[Date Prev][Date Next][Thread Prev][Thread Next][Date Index][Thread Index]

Re: Tokens and free text



Bob.

Many details...Why don't you create a system independent end-of-line? Why
don't you use lexer states to detect the beginning of lines and get a better
header recognition? This would allow you to narrow the definition of "text".

The trick is to recognize the form "blank* 'to' blank* ':'" only at the
beginning of a line.
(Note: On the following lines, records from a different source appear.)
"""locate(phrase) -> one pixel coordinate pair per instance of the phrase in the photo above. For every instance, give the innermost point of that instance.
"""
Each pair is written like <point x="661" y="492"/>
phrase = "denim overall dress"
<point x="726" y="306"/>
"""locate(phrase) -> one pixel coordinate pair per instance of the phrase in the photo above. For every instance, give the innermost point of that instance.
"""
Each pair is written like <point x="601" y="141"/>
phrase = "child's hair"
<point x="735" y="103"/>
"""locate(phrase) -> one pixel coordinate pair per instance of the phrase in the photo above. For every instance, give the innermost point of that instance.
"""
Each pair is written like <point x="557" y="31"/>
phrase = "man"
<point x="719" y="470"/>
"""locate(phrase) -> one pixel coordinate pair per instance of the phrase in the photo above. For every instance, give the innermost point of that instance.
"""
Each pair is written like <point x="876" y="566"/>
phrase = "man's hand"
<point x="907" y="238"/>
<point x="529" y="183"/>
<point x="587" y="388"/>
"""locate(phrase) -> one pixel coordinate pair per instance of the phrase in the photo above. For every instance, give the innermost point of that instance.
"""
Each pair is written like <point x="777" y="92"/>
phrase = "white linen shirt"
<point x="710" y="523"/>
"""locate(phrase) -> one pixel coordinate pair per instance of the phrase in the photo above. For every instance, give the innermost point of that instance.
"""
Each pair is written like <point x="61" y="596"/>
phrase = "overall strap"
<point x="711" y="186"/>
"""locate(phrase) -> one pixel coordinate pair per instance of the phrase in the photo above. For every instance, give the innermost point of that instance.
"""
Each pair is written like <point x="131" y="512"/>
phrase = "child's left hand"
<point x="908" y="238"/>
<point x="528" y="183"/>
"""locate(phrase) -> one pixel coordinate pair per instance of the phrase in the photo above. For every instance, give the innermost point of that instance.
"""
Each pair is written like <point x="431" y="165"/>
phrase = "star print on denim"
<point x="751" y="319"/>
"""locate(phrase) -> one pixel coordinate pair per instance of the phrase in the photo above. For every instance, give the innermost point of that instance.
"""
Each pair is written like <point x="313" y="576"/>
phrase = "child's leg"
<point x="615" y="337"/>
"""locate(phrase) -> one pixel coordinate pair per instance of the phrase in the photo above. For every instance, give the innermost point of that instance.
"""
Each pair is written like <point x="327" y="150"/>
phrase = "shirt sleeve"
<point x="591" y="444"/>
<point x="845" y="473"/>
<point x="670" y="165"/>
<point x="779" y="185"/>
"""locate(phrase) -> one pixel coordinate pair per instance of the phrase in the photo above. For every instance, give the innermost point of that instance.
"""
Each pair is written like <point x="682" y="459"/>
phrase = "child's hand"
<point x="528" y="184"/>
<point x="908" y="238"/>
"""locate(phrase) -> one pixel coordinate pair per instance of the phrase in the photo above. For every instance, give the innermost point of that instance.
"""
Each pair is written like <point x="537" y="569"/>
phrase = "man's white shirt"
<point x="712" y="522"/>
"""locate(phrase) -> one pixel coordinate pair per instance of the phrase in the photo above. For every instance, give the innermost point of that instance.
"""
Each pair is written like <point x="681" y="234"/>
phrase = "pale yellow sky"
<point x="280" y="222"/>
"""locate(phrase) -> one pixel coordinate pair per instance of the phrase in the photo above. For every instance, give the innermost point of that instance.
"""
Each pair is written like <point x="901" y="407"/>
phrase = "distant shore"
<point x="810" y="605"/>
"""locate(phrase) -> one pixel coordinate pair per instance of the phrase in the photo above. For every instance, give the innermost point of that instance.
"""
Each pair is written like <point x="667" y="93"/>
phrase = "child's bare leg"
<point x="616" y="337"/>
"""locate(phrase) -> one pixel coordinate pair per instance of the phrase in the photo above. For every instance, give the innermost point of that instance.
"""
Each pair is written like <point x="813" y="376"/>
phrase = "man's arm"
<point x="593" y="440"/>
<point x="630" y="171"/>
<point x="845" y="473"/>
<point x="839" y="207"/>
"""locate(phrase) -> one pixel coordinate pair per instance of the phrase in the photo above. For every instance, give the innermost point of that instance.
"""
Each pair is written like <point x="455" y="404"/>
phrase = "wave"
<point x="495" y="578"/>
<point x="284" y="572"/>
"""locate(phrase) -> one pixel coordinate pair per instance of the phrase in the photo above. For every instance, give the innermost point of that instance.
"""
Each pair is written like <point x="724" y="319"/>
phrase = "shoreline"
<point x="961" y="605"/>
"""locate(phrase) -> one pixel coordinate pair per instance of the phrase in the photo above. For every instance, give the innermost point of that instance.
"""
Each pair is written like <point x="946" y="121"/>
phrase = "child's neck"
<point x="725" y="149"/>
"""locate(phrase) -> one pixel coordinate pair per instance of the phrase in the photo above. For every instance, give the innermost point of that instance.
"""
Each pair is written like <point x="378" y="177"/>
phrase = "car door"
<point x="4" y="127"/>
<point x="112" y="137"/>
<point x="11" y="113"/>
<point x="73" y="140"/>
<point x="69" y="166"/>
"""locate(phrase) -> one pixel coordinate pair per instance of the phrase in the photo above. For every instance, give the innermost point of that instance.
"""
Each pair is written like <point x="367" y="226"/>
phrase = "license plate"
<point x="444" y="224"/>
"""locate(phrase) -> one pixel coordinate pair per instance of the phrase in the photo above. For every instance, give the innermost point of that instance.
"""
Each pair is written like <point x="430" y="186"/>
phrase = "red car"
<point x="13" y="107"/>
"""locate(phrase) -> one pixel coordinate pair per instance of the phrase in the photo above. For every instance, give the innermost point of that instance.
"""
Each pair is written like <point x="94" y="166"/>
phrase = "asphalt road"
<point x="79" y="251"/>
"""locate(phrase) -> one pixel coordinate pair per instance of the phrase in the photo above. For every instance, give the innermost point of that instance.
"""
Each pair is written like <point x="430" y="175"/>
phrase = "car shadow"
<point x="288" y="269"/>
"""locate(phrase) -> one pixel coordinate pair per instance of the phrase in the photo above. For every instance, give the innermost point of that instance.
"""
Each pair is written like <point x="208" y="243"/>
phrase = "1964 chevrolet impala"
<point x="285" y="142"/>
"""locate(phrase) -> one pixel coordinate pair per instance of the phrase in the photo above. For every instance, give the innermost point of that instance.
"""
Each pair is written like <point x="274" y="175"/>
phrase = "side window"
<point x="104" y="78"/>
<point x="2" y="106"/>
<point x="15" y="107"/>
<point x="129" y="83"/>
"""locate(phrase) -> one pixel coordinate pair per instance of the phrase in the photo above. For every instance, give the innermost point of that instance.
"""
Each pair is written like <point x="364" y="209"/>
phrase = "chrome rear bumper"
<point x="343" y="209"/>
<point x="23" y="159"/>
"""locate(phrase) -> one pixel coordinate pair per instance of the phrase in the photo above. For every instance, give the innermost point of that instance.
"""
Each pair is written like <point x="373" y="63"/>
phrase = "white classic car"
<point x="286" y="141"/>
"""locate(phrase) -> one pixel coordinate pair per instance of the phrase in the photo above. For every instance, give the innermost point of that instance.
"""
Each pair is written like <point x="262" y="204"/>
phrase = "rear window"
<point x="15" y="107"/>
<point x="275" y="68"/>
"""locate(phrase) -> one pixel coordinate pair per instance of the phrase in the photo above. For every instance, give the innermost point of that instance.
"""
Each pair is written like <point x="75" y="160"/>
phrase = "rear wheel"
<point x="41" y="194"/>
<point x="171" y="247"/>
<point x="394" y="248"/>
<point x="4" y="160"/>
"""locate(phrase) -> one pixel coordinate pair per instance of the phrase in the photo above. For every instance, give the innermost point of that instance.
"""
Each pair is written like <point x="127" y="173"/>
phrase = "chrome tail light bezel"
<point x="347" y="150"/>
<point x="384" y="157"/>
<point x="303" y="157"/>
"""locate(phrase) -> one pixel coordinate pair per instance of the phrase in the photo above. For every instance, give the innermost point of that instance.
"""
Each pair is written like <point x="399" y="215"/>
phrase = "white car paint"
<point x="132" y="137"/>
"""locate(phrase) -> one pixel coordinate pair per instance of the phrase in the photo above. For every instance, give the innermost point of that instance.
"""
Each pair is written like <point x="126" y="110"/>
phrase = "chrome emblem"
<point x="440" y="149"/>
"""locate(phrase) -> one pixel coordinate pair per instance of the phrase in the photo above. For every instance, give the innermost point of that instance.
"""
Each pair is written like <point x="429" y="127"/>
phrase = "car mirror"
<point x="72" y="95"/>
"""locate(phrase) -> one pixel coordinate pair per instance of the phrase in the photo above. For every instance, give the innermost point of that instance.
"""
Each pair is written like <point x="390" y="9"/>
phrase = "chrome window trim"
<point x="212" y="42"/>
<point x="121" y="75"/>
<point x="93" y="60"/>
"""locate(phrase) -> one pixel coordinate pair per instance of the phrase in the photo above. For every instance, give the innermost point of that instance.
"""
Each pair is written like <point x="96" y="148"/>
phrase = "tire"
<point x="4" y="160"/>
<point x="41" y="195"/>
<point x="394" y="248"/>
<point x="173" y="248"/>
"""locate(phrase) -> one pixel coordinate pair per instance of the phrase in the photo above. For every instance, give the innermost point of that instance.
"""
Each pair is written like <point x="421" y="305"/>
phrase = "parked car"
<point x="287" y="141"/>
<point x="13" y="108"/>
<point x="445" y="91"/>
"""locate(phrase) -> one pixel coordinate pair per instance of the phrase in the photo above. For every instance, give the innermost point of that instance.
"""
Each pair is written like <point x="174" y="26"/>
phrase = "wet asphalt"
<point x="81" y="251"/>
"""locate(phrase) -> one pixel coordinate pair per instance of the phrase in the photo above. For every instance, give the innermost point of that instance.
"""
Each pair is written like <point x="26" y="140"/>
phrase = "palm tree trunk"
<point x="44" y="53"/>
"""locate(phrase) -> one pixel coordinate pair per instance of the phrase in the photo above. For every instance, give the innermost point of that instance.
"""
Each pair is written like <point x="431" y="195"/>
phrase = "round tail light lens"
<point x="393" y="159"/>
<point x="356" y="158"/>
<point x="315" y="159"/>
Inside the line (in normal state) you recognize only
text chars.

Helpers
   cr_lf = cr lf;
   blank = ' '; // you could add tabs,...

   colon    = ':';
   cr       = 0x000d;
   lf       = 0x000a;
   char       = [0x00..0xff];

States
  bol, normal;

Tokens

   {bol, normal->bol} eol = cr | lf | cr_lf;

/* notice that helpers & tokens don't share the same name space */
   {bol->normal, normal} text_chars         = char;

   {bol->normal} to_header = blank* 'to' blank* colon;
   {bol->normal} from_header = blank* 'from' blank* colon;

/*******************************************************************
* Productions                                                     *
*******************************************************************/
Productions

   message         = lines*;
   lines           = header text*;
   header          =   {to}    to_header |
                     {from}  from_header;

   text            =   {text}  text_chars |
                          {eol} eol;

Anyway, this is another way to look at the problem.

Etienne


-----Original Message-----
From: Bob Hutchison <hutch@RedRock.com>
To: sablecc-list@sable.mcgill.ca <sablecc-list@sable.mcgill.ca>
Date: Thursday, May 28, 1998 2:11 AM
Subject: Tokens and free text


>Hi,
>
>Another question...
>
>Consider the following input:
>
>"to: i want this to work"
>
>The quotes are not part of the input.
>
>I've got this small grammar:
>
>
>Package simple;
>
>/*******************************************************************
> * Helpers                                                         *
> *******************************************************************/
>Helpers
>
>   c_colon    = ':';
>   c_cr       = 0x000d;
>   c_lf       = 0x000a;
>   char       = [0x00..0xff];
>
>/*******************************************************************
> * Tokens                                                          *
> *******************************************************************/
>Tokens
>
>   colon              = c_colon;
>   cr                 = c_cr;
>   lf                 = c_lf;
>   crlf               = c_cr c_lf;
>   text_chars         = char;
>
>   to_header          = 'to';
>   from_header        = 'from';
>
>/*******************************************************************
> * Productions                                                     *
> *******************************************************************/
>Productions
>
>   message         = lines*;
>   lines           = header colon text* crlf;
>   header          =   {to}    to_header
>                     | {from}  from_header
>                     ;
>
>   text            =   {text}  text_chars
>                     | {to}    to_header
>                     | {from}  from_header
>                     | {cr}    cr
>                     | {lf}    lf
>                     | {colon} colon
>                     ;
>
>
>The problem I have with this is the definition of the 'text' production.
>It seems I have to list every token here to recognise the text of the
>token.
>
>Now I really hope I'm missing something... or is this the way it is?
>
>thanks,
>Bob
>
>
>---
>Bob Hutchison, hutch@RedRock.com, (416) 878-3454
>RedRock, Toronto, Canada